You will need:
- 1 onion - chopped fine
- 3 tbsp olive oil
- 1 chicken breast - chopped into small cubes
- 3 cloves garlic - minced fine
- 1 tbsp chopped fresh ginger
- salt and pepper
- 1 tbsp dry mushrooms -soaked in hot water and chopped fine
- 1 fresh chili - chopped fine
- 6 mushrooms - sliced
- 1tsp Chinese five spice powder
- 10 Szechuan peppercorns
- 1 litre of chicken broth
- instant noodles 2-3 sections
- 2 spring onions - sliced fine
- handful of sprouts
- 6 finely sliced cabbage leaves
- large handful of sliced fresh spinach
- soy sauce to season
- cilantro to top
This recipe is perfect for two.
Step 1: start by slicing and chopping all your ingredients. I just make little piles of all my different vegetables and seasonings. Chop chicken breast into strips and then into small cubes.
Step 2: in a medium sauce pan add chopped onions and olive oil. Cook on medium heat for 5-7 minutes until just starting to brown.
Step 3: add chicken, garlic, ginger and salt and pepper. Cook another 5-7 minutes to let meat start to brown.
Step 4: add chili and cook another 2-3 minutes. Add chopped dry and fresh mushroom.
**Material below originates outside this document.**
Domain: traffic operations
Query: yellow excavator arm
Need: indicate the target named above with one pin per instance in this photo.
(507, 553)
Cook another 5 minutes until most of the water cooks out and the mushrooms start to brown around the edges. (Save the water from the mushrooms to add in a minute)
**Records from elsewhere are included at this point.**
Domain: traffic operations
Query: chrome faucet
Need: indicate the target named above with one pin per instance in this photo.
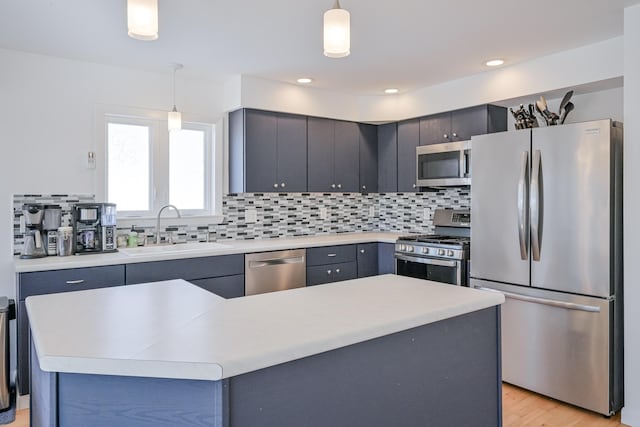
(158, 220)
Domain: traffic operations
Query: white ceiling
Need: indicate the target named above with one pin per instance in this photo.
(395, 43)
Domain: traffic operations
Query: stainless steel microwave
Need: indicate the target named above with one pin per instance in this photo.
(441, 165)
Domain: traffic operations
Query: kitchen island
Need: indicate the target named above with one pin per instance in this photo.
(384, 350)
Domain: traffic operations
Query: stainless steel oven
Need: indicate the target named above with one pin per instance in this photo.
(441, 165)
(438, 257)
(439, 270)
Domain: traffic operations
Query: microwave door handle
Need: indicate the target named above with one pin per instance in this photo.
(523, 210)
(534, 205)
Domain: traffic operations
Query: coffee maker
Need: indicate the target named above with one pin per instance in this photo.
(94, 228)
(33, 246)
(52, 220)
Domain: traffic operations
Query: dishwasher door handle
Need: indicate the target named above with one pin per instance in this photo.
(276, 261)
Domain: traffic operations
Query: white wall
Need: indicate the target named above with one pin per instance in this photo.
(574, 68)
(47, 124)
(604, 104)
(631, 411)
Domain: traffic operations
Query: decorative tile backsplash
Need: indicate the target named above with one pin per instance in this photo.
(289, 214)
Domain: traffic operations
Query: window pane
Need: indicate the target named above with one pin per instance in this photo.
(187, 169)
(128, 166)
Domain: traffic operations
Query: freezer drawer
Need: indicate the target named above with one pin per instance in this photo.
(557, 344)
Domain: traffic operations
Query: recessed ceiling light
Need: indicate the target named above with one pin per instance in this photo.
(494, 62)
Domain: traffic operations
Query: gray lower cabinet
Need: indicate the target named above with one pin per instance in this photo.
(331, 264)
(226, 286)
(386, 260)
(321, 274)
(367, 254)
(50, 282)
(223, 275)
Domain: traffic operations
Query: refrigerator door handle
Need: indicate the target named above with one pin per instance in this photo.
(545, 301)
(523, 212)
(534, 204)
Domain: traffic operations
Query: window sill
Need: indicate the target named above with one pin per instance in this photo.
(169, 217)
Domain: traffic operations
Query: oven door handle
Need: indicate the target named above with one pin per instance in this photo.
(431, 261)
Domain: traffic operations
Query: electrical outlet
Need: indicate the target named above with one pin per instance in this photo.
(250, 216)
(426, 214)
(323, 213)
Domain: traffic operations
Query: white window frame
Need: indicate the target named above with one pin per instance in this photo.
(159, 168)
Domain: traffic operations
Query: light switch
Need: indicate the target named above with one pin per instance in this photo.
(250, 216)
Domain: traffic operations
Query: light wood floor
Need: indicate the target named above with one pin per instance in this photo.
(520, 408)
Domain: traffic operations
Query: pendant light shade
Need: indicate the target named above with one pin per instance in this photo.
(337, 32)
(174, 118)
(142, 19)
Step 5: add Chinese five spice, szechuan peppercorns. Stir well and cook in oil for 1 minute. Then add water from the dry mushrooms and chicken broth.
Step 6: add noodles to cook for the last 5 minutes. I used 2 sections because my soup was for two people.
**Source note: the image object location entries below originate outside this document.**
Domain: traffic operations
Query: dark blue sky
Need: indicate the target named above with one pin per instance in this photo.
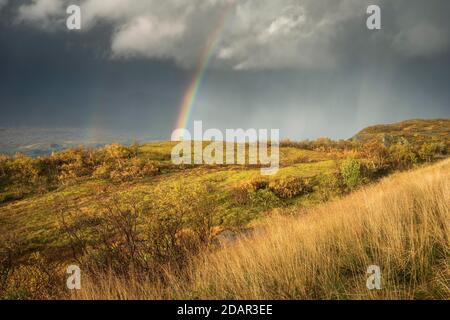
(56, 78)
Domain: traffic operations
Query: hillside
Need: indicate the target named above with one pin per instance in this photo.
(401, 225)
(415, 131)
(120, 208)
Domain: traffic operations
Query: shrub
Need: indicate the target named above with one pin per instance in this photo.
(289, 187)
(402, 155)
(351, 173)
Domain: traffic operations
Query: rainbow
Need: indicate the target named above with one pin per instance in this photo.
(192, 91)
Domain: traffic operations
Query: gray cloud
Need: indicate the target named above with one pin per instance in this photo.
(259, 34)
(3, 3)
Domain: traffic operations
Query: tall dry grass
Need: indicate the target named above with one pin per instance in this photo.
(401, 224)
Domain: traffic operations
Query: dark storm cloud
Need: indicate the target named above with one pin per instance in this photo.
(310, 67)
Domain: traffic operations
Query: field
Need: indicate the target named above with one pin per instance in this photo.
(128, 215)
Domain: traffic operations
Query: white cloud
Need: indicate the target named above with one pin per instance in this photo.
(41, 11)
(421, 40)
(256, 34)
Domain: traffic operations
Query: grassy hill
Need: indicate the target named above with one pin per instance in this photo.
(415, 131)
(401, 224)
(123, 208)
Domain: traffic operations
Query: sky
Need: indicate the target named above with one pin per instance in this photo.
(310, 68)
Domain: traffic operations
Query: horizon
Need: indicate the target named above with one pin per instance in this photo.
(299, 68)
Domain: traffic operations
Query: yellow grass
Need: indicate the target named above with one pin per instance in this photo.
(401, 224)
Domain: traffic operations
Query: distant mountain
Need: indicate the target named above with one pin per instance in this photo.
(44, 141)
(416, 130)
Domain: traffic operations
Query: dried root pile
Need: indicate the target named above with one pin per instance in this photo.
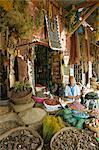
(20, 140)
(73, 139)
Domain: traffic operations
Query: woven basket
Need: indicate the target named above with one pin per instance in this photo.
(92, 128)
(55, 135)
(3, 136)
(22, 100)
Step 7: add thinly sliced cabbage. some spinach and spring onions to the bottom of each bowl. The hot soup will soften the spinach and the cabbage stays nice and crunchy.
Step 8: top with more spinach some sprouts, a few more spring onions and some cilantro. Add a slice of lime for a nice contrast and serve.
when you mix it all up you have a ton of contrasting flavours and textures.